Stanbic Bank committed in supporting oil and gas sub-sector growth

21Nov 2019
Correspondent
The Guardian
Stanbic Bank committed in supporting oil and gas sub-sector growth

In October this year, the 3rd Oil and Gas Congress took place with multiple stakeholders converging and shared knowledge on investment opportunities and discuss sector strategies as well as enhance partnerships to boost industrialization in the country.

In this interview with The Banker Reporter, Francis Kajubi talks to Stanbic Bank Tanzania’s Head of Oil and Gas Corporate and Investment Banking, Elias Ngunagwa on the role that the bank is playing in supporting the oil and gas sector, excerpts:

What informed Stanbic Bank’s decision to participate in this year’s Oil and Gas Congress?

Stanbic Bank Tanzania has supported the Oil and Gas Congress for the last three years.  We believe that public private partnerships (PPPs) have a critical contribution towards accelerating Tanzania’s industrialization process hence by supporting oil and gas development, the bank is directly investing in this sector and enhancing the country’s economic growth. We believe that such meetings build understanding of the sector, foster networking among associated companies in the oil and gas value chain and facilitate the signing of deals.
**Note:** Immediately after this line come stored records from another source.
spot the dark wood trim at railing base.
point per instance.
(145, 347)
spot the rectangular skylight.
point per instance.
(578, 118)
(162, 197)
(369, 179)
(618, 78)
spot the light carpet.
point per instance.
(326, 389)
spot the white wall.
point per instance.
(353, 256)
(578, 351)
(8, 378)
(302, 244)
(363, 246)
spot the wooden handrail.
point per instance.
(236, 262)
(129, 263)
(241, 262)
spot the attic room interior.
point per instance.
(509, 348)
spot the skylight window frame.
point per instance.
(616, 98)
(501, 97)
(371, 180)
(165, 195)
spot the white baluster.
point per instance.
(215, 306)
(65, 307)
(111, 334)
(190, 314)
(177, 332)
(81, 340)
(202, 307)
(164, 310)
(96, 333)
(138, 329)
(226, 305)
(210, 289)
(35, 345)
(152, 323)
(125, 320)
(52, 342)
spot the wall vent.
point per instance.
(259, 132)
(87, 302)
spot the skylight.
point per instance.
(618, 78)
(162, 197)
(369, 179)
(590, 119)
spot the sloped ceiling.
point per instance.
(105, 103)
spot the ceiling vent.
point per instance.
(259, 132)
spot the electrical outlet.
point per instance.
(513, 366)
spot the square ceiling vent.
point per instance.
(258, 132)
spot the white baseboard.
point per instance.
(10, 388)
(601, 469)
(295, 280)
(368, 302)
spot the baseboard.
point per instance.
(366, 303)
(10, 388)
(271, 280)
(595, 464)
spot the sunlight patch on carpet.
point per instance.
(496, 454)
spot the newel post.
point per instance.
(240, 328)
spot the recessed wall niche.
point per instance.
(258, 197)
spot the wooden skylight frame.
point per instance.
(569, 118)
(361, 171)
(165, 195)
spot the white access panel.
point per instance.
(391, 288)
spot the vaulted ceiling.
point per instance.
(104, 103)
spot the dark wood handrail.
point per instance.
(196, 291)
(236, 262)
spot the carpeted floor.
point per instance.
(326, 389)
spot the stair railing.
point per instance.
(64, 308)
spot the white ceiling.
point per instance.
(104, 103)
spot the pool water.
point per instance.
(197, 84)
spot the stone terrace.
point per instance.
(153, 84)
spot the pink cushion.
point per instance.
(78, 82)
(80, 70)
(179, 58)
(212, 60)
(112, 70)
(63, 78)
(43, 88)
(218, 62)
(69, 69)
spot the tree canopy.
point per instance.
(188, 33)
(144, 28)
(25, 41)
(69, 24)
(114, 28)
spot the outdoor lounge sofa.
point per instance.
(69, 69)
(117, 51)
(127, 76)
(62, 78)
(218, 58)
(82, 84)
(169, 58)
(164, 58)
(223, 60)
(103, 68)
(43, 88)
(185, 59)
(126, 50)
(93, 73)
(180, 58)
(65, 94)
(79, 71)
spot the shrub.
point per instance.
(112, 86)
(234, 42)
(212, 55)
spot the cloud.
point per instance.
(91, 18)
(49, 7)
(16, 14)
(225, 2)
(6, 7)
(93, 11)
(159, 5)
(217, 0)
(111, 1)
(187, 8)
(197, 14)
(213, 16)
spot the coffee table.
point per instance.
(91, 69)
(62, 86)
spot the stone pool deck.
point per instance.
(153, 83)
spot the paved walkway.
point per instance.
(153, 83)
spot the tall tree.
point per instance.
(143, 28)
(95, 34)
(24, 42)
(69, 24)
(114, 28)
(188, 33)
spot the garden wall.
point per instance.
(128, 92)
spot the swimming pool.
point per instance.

What have you communicated to participants at the congress?

The financial panel discussion at this year’s congress deliberated how financial infrastructure can support the growth of the energy sector in Tanzania. In this aspect, Stanbic Bank is offering capital and tailor-made financial solutions such as syndicated loan facilities to accelerate PPP investment in Tanzania including the oil and gas projects. Stanbic Bank this year alone has provided financing to the tune of U$117 million to the government which has been used to fund key infrastructure projects within the country.

Given that natural gas is responsible for 60 percent of power being generated in the country, what role does Stanbic Bank play in this arena?

The bank understands the role that natural gas plays to drive economic growth of the country through the provision of reliable electricity/power. Stanbic Bank’s approach has been strategic by targeting the entire gas value chain, right from the gas suppliers to the industrial and power companies that consume use it to produce power. The bank has established strong relationships with key players in the gas industry and this has enabled us to come up with customized solutions and products that add value to the companies

How do you look at the entire oil and gas sub-sector in the country as a niche market for your banking products?

We believe that the oil and gas sub-sector has a great potential to become a significant contributor to the national economy. Backed by experienced teams and deep expertise of the sector, we are positioned at the forefront offering a comprehensive suite of transactional, global markets and financing solutions to help the sector ignite growth, driving broad and inclusive participation across the entire economy.

Investing in oil and gas is a long-term business which also means that interest rates have to be globally competitive, is Stanbic ready to lower interest rates to global standards to attract international oil companies?

Stanbic is a commercial bank operating in a competitive environment therefore all interest rates are charged according to their liquidity profile as well as Bank of Tanzania regulations.

As an expert what can you recommend the state to do in order to speed up investment and growth in the oil and gas industry?

As I mentioned earlier, collaboration is the key to achieving the desired investment in the sector. Stakeholders in the oil and gas industry should be encouraged through enabling policies, to initiate partnerships to advance the sector, as well as attract more investment opportunities and capital.

Is hiked taxation one of the barriers hindering rapid growth of the sub-sector?

The fifth phase government has been working towards a more favorable and predictable tax regime not only for the oil and gas sub-sector but across the board. This has gone a long way to ensure that the tax risk is properly mitigated and in turn boost market confidence to players. The ongoing developments are evidenced by the National Bureau of Statistics latest report where by the Foreign Direct Investment (FDI) recorded an 18 percent increase (U$1.1billion) in 2018, and Tanzania has been improving its ease of doing business gradually. The promising results indicate that investor confidence has improved.